Describing the metropolitan sees of the early British church established by SS Fagan and "Duvian", Gerald of Wales placed Flavia around London, extending into Mercia. Bertram's highly-influential forgery The Description of Britain placed it similarly: although not including London, it included central England and was bound by the Severn, the Thames, the North Sea, and the Humber and Mersey; this was accepted for a century from the 1740s to the 1840s before being revealed as a forgery. Modern scholars usually place Londinium in Maxima rather than Flavia.

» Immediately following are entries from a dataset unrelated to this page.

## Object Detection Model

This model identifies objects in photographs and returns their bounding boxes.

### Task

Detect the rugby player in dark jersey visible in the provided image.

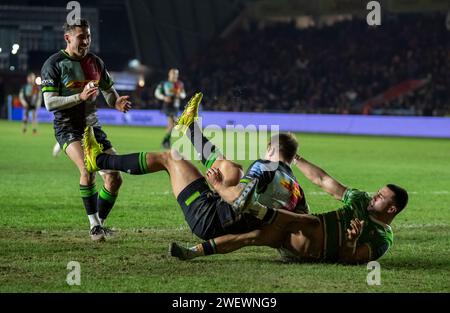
[84,95,315,244]
[41,19,131,240]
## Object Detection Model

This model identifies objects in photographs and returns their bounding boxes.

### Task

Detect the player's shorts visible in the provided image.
[54,124,112,151]
[161,104,178,117]
[177,177,261,240]
[318,211,342,262]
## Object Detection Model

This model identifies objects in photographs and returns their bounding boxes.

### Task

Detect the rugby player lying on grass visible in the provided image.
[169,155,408,264]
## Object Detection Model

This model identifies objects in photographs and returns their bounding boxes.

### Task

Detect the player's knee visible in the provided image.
[80,168,95,185]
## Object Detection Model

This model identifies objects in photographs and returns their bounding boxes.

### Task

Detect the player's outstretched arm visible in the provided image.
[294,154,347,200]
[205,167,244,204]
[169,225,285,260]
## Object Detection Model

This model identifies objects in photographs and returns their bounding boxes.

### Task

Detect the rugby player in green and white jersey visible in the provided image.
[170,156,408,263]
[41,19,131,240]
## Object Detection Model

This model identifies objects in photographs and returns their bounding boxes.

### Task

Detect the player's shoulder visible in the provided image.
[342,187,371,206]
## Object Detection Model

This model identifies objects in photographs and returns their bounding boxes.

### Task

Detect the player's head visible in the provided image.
[367,184,408,219]
[27,72,36,85]
[63,19,91,59]
[266,133,298,164]
[169,68,180,82]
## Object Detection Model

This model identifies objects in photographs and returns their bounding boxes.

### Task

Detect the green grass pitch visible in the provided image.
[0,121,450,292]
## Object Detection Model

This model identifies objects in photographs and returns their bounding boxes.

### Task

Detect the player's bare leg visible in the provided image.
[22,108,29,134]
[31,110,38,134]
[169,225,289,260]
[162,115,175,149]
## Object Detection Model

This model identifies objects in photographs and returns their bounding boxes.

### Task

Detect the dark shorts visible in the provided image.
[177,177,262,240]
[161,104,178,117]
[54,125,112,151]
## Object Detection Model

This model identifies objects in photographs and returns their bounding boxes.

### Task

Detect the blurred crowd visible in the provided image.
[178,14,450,115]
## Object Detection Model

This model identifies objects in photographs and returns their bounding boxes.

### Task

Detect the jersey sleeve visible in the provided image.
[154,82,164,100]
[98,58,114,90]
[294,187,309,214]
[342,188,371,218]
[240,160,276,193]
[41,58,61,94]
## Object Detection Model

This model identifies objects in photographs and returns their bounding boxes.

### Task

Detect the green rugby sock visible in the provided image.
[97,186,117,221]
[186,122,221,169]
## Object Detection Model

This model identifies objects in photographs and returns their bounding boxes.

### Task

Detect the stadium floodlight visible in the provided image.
[138,77,145,88]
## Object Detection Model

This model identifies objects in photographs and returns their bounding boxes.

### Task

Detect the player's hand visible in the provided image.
[347,218,364,243]
[206,167,223,188]
[80,84,98,101]
[114,96,131,113]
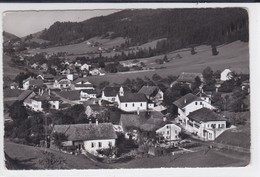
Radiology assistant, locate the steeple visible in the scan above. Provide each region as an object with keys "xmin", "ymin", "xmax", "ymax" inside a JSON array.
[{"xmin": 119, "ymin": 86, "xmax": 124, "ymax": 96}]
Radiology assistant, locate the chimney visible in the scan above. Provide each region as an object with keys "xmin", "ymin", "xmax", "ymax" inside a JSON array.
[{"xmin": 163, "ymin": 116, "xmax": 167, "ymax": 122}]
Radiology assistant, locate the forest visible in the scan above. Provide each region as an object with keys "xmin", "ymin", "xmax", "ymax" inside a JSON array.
[{"xmin": 40, "ymin": 8, "xmax": 249, "ymax": 50}]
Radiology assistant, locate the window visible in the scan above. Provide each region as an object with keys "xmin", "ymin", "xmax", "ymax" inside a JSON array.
[
  {"xmin": 91, "ymin": 143, "xmax": 95, "ymax": 148},
  {"xmin": 108, "ymin": 141, "xmax": 112, "ymax": 147}
]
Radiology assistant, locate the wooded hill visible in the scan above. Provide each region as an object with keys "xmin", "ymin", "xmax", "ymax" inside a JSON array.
[{"xmin": 40, "ymin": 8, "xmax": 248, "ymax": 49}]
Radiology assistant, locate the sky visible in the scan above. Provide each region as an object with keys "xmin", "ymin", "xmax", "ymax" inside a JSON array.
[{"xmin": 3, "ymin": 10, "xmax": 118, "ymax": 37}]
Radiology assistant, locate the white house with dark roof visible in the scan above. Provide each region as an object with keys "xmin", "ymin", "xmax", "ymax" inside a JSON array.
[
  {"xmin": 101, "ymin": 86, "xmax": 130, "ymax": 103},
  {"xmin": 115, "ymin": 92, "xmax": 148, "ymax": 112},
  {"xmin": 52, "ymin": 123, "xmax": 117, "ymax": 155},
  {"xmin": 138, "ymin": 85, "xmax": 163, "ymax": 103},
  {"xmin": 53, "ymin": 76, "xmax": 71, "ymax": 89},
  {"xmin": 173, "ymin": 93, "xmax": 216, "ymax": 119},
  {"xmin": 80, "ymin": 89, "xmax": 97, "ymax": 101},
  {"xmin": 71, "ymin": 77, "xmax": 94, "ymax": 90},
  {"xmin": 220, "ymin": 69, "xmax": 233, "ymax": 81},
  {"xmin": 186, "ymin": 108, "xmax": 226, "ymax": 141}
]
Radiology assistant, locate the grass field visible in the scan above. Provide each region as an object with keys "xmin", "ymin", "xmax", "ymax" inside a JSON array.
[
  {"xmin": 28, "ymin": 37, "xmax": 125, "ymax": 58},
  {"xmin": 4, "ymin": 141, "xmax": 249, "ymax": 169},
  {"xmin": 86, "ymin": 41, "xmax": 249, "ymax": 85},
  {"xmin": 4, "ymin": 141, "xmax": 111, "ymax": 169},
  {"xmin": 113, "ymin": 150, "xmax": 249, "ymax": 168},
  {"xmin": 3, "ymin": 55, "xmax": 24, "ymax": 79}
]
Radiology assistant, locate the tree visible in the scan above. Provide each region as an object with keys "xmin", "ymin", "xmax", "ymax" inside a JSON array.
[
  {"xmin": 152, "ymin": 73, "xmax": 162, "ymax": 82},
  {"xmin": 190, "ymin": 47, "xmax": 197, "ymax": 55},
  {"xmin": 9, "ymin": 101, "xmax": 28, "ymax": 124},
  {"xmin": 211, "ymin": 44, "xmax": 219, "ymax": 56},
  {"xmin": 52, "ymin": 132, "xmax": 68, "ymax": 149},
  {"xmin": 202, "ymin": 66, "xmax": 213, "ymax": 83}
]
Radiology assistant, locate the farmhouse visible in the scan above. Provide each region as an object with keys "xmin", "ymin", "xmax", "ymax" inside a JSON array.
[
  {"xmin": 220, "ymin": 69, "xmax": 233, "ymax": 81},
  {"xmin": 52, "ymin": 123, "xmax": 117, "ymax": 155},
  {"xmin": 138, "ymin": 85, "xmax": 163, "ymax": 103},
  {"xmin": 186, "ymin": 108, "xmax": 226, "ymax": 141},
  {"xmin": 24, "ymin": 90, "xmax": 60, "ymax": 111},
  {"xmin": 101, "ymin": 86, "xmax": 130, "ymax": 103},
  {"xmin": 53, "ymin": 76, "xmax": 71, "ymax": 89},
  {"xmin": 116, "ymin": 92, "xmax": 148, "ymax": 112},
  {"xmin": 71, "ymin": 77, "xmax": 94, "ymax": 90},
  {"xmin": 80, "ymin": 89, "xmax": 97, "ymax": 101},
  {"xmin": 84, "ymin": 103, "xmax": 108, "ymax": 118},
  {"xmin": 23, "ymin": 77, "xmax": 44, "ymax": 90},
  {"xmin": 173, "ymin": 93, "xmax": 216, "ymax": 119},
  {"xmin": 156, "ymin": 123, "xmax": 181, "ymax": 141}
]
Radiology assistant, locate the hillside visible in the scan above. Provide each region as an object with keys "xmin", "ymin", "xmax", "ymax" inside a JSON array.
[
  {"xmin": 4, "ymin": 141, "xmax": 111, "ymax": 169},
  {"xmin": 86, "ymin": 41, "xmax": 249, "ymax": 85},
  {"xmin": 41, "ymin": 8, "xmax": 248, "ymax": 50}
]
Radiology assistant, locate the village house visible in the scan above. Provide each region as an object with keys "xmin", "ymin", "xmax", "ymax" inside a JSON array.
[
  {"xmin": 170, "ymin": 72, "xmax": 204, "ymax": 88},
  {"xmin": 220, "ymin": 69, "xmax": 233, "ymax": 81},
  {"xmin": 80, "ymin": 89, "xmax": 97, "ymax": 101},
  {"xmin": 83, "ymin": 103, "xmax": 108, "ymax": 118},
  {"xmin": 101, "ymin": 86, "xmax": 130, "ymax": 103},
  {"xmin": 10, "ymin": 82, "xmax": 19, "ymax": 90},
  {"xmin": 138, "ymin": 85, "xmax": 163, "ymax": 103},
  {"xmin": 71, "ymin": 77, "xmax": 94, "ymax": 90},
  {"xmin": 182, "ymin": 108, "xmax": 226, "ymax": 141},
  {"xmin": 23, "ymin": 77, "xmax": 44, "ymax": 90},
  {"xmin": 24, "ymin": 90, "xmax": 60, "ymax": 111},
  {"xmin": 37, "ymin": 74, "xmax": 54, "ymax": 83},
  {"xmin": 115, "ymin": 91, "xmax": 148, "ymax": 112},
  {"xmin": 173, "ymin": 93, "xmax": 216, "ymax": 120},
  {"xmin": 53, "ymin": 76, "xmax": 71, "ymax": 89},
  {"xmin": 80, "ymin": 63, "xmax": 91, "ymax": 71},
  {"xmin": 51, "ymin": 123, "xmax": 117, "ymax": 155},
  {"xmin": 119, "ymin": 114, "xmax": 144, "ymax": 140},
  {"xmin": 155, "ymin": 122, "xmax": 181, "ymax": 141}
]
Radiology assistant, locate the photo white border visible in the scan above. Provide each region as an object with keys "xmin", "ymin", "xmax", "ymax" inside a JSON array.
[{"xmin": 0, "ymin": 3, "xmax": 260, "ymax": 177}]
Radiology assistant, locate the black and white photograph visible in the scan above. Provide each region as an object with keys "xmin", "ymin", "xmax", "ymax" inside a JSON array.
[{"xmin": 2, "ymin": 3, "xmax": 252, "ymax": 171}]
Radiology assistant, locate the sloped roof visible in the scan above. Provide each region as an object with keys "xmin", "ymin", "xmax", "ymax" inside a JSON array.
[
  {"xmin": 173, "ymin": 93, "xmax": 203, "ymax": 109},
  {"xmin": 81, "ymin": 89, "xmax": 97, "ymax": 94},
  {"xmin": 120, "ymin": 114, "xmax": 142, "ymax": 131},
  {"xmin": 72, "ymin": 77, "xmax": 89, "ymax": 84},
  {"xmin": 29, "ymin": 79, "xmax": 43, "ymax": 86},
  {"xmin": 119, "ymin": 93, "xmax": 147, "ymax": 103},
  {"xmin": 17, "ymin": 90, "xmax": 33, "ymax": 101},
  {"xmin": 74, "ymin": 84, "xmax": 93, "ymax": 87},
  {"xmin": 57, "ymin": 90, "xmax": 80, "ymax": 101},
  {"xmin": 104, "ymin": 87, "xmax": 130, "ymax": 97},
  {"xmin": 177, "ymin": 72, "xmax": 203, "ymax": 83},
  {"xmin": 53, "ymin": 123, "xmax": 117, "ymax": 141},
  {"xmin": 188, "ymin": 108, "xmax": 225, "ymax": 122},
  {"xmin": 138, "ymin": 86, "xmax": 159, "ymax": 97}
]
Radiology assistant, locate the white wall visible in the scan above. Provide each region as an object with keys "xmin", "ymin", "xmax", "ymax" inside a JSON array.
[
  {"xmin": 83, "ymin": 139, "xmax": 116, "ymax": 155},
  {"xmin": 156, "ymin": 124, "xmax": 181, "ymax": 141},
  {"xmin": 184, "ymin": 101, "xmax": 215, "ymax": 116},
  {"xmin": 118, "ymin": 101, "xmax": 147, "ymax": 112}
]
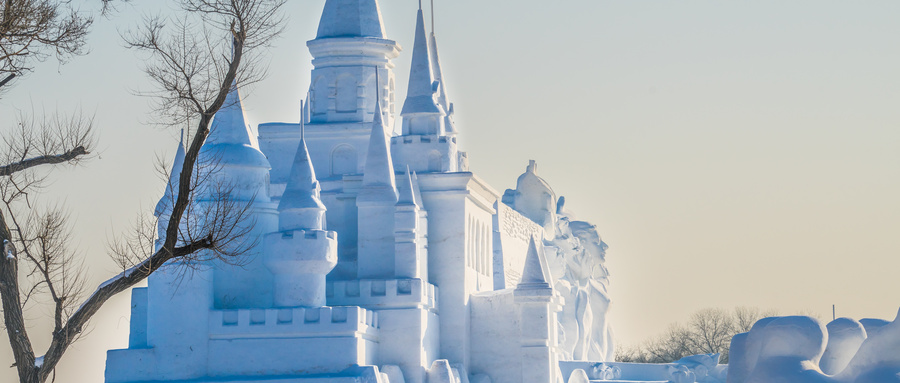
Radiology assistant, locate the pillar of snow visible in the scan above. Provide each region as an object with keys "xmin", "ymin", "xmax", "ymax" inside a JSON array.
[
  {"xmin": 514, "ymin": 238, "xmax": 561, "ymax": 383},
  {"xmin": 265, "ymin": 129, "xmax": 337, "ymax": 307},
  {"xmin": 394, "ymin": 169, "xmax": 428, "ymax": 280},
  {"xmin": 356, "ymin": 99, "xmax": 399, "ymax": 279}
]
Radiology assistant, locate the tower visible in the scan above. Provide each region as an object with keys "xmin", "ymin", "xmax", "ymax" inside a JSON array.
[
  {"xmin": 200, "ymin": 80, "xmax": 278, "ymax": 308},
  {"xmin": 391, "ymin": 4, "xmax": 460, "ymax": 173},
  {"xmin": 513, "ymin": 237, "xmax": 559, "ymax": 382},
  {"xmin": 394, "ymin": 168, "xmax": 428, "ymax": 281},
  {"xmin": 307, "ymin": 0, "xmax": 400, "ymax": 178},
  {"xmin": 265, "ymin": 123, "xmax": 337, "ymax": 307},
  {"xmin": 356, "ymin": 98, "xmax": 399, "ymax": 279}
]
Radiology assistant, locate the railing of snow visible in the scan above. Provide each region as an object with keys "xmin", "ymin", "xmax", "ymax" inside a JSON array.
[{"xmin": 209, "ymin": 307, "xmax": 378, "ymax": 335}]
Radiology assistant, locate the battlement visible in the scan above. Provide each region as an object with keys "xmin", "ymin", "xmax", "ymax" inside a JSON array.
[
  {"xmin": 278, "ymin": 230, "xmax": 337, "ymax": 241},
  {"xmin": 325, "ymin": 279, "xmax": 438, "ymax": 312},
  {"xmin": 209, "ymin": 307, "xmax": 378, "ymax": 339}
]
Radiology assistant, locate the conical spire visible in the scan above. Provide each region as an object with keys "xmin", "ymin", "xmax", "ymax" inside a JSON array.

Birley has argued that Maxima and Flavia originally consisted of a single province, which received the name Britannia Caesariensis as a mark of favour for support against the rebel Allectus in 296. Although Flavia is usually thought to have been formed from the old province of Lower Britain, Birley proposes that Upper Britain was divided in two (between Prima and Caesariensis) and then three (Prima, Maxima, and Flavia). This repeats Camden's earlier theory (relying on Sextus Rufus) that Maxima was formed first and Flavia followed sometime after. Supporters of a later creation of Flavia note that it need not refer to Constantius Chlorus himself: instead, it may have honored any of Constantine, Valentinian, or Theodosius.